İran-Irak savaşında H. Kissinger, keşke her iki tarafı da yenebilsem demişti. Türkler-Farisiler ve Araplar için, bir ara, şu sözü de söylemiş olabilir: Keşke her üçünü de yenebilsem. Şimdiyse Amerika’nın karşısında ‘yenebilsem dediği’ ülke sayıları çoğaldı. Çin, Rusya ve birçok Latin ülkesi Amerika için karşı tarafa geçti. Gerçekten Amerika hepsini yenebilsem diye içinden geçiriyor mudur?

Ülkeler; millet adına, düşünceler ve anlamlar haritasının istasyonlarıdır. Geçmişi ve şimdisiyle, oluşturduğu algı ve kavramlarla dünya siyasetinde yer tutarlar. Bir kısmı geçmişinin büyüklüğüne oranla, bilge ve sakin tavrıyla dünya sahnesinde yer tutar. Tarihte Osmanlı, Çin buna örnektir. Küçük devletler arasında meydana gelen anlaşmazlıklarda orta yolu bulmayı bilirler. Dünya sisteminin, birçok yönden kalbi olarak dururlar. Gerçi kavramlarda ve fikriyatta olduğu gibi devletler de belli bir zaman sonra kalıplaşırlar ve kiçleşirler, ancak kadim derinliklere sahip devletler bir köşeye çekilip, kendilerini aşılamasını da, ışkınlamasını da bilirler.

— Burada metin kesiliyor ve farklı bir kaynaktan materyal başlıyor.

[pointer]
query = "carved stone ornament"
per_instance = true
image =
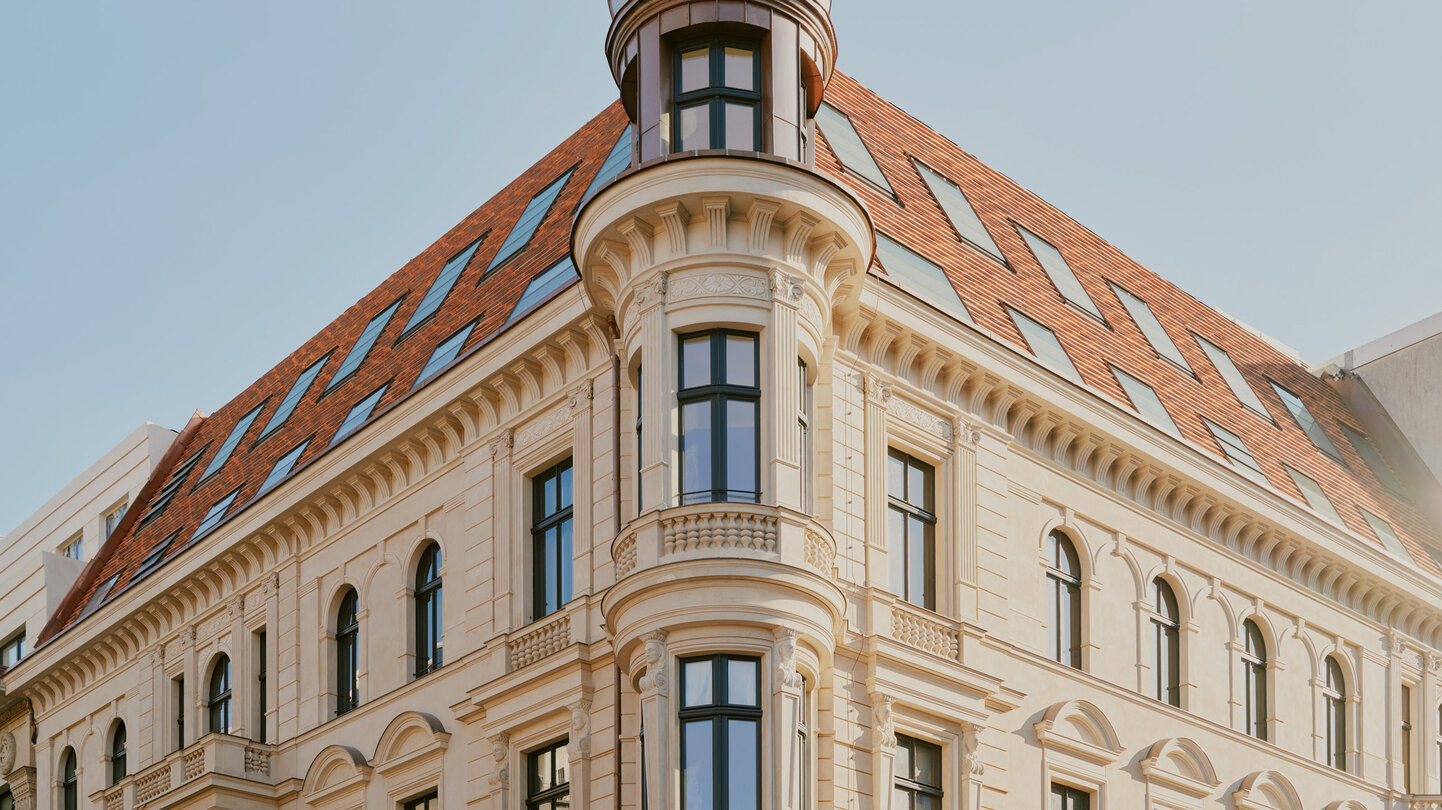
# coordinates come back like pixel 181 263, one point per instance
pixel 655 679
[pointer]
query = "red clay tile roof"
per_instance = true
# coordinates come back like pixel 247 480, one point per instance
pixel 913 218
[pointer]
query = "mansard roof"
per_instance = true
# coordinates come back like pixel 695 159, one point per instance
pixel 1098 336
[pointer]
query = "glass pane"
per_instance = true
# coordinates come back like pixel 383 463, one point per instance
pixel 740 126
pixel 744 764
pixel 695 69
pixel 740 453
pixel 741 683
pixel 740 361
pixel 740 68
pixel 697 767
pixel 695 127
pixel 695 362
pixel 698 683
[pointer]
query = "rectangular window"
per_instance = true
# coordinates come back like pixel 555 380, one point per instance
pixel 441 287
pixel 297 389
pixel 959 212
pixel 720 414
pixel 1304 418
pixel 912 528
pixel 1144 398
pixel 551 510
pixel 1060 273
pixel 721 734
pixel 548 779
pixel 359 412
pixel 1151 327
pixel 541 287
pixel 1046 346
pixel 848 146
pixel 1236 451
pixel 1314 495
pixel 237 434
pixel 362 346
pixel 920 277
pixel 528 222
pixel 283 466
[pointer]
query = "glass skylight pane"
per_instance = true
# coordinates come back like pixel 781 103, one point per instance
pixel 848 147
pixel 1385 533
pixel 1233 376
pixel 1304 417
pixel 558 276
pixel 1314 495
pixel 1151 327
pixel 529 221
pixel 1236 451
pixel 1147 401
pixel 441 287
pixel 1046 346
pixel 1059 271
pixel 217 512
pixel 237 434
pixel 284 466
pixel 359 412
pixel 1369 453
pixel 616 162
pixel 297 389
pixel 364 343
pixel 919 276
pixel 959 211
pixel 444 353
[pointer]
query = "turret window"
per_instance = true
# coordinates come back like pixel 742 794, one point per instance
pixel 718 98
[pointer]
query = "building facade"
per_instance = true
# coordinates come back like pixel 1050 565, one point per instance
pixel 759 447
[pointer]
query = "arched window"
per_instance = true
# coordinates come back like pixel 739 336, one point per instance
pixel 428 611
pixel 221 695
pixel 1253 679
pixel 69 786
pixel 1336 695
pixel 1063 600
pixel 117 753
pixel 1167 643
pixel 348 653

Amerika bu açıdan ilginç bir devlet. Köken olarak derinliği yok. Daha çok bir şirket gibi duruyor. Kurumlarının ise Amerika kıtasının muhasebe ve hukuk işlerini yürüten bürolardan farkı yok. Amerika’nın varlığını derin bir tarih desteklemiyor. Onu tarih hep boşluğa düşürüyor. Kadim bir sürekten gelenlerin yanında bu eksikliğini hissediyor, kavgayla kendisini kanıtlama yoluna gidiyor. Karakter ve kişilik olarak kabul görecek bir geçmişe ve deneyime, güvene sahip değil. Ne var ki Amerika’nın, çöktüğü vakit kendisini yenileyecek kadim bir kuluçkası da yok. Aslında Amerika, GDO’lu ürünlerin çekirdekleri gibi. Bir defa ekilir, ürün toplanır biter. İkinci kez tarlaya, dünya sahnesine çıkamaz.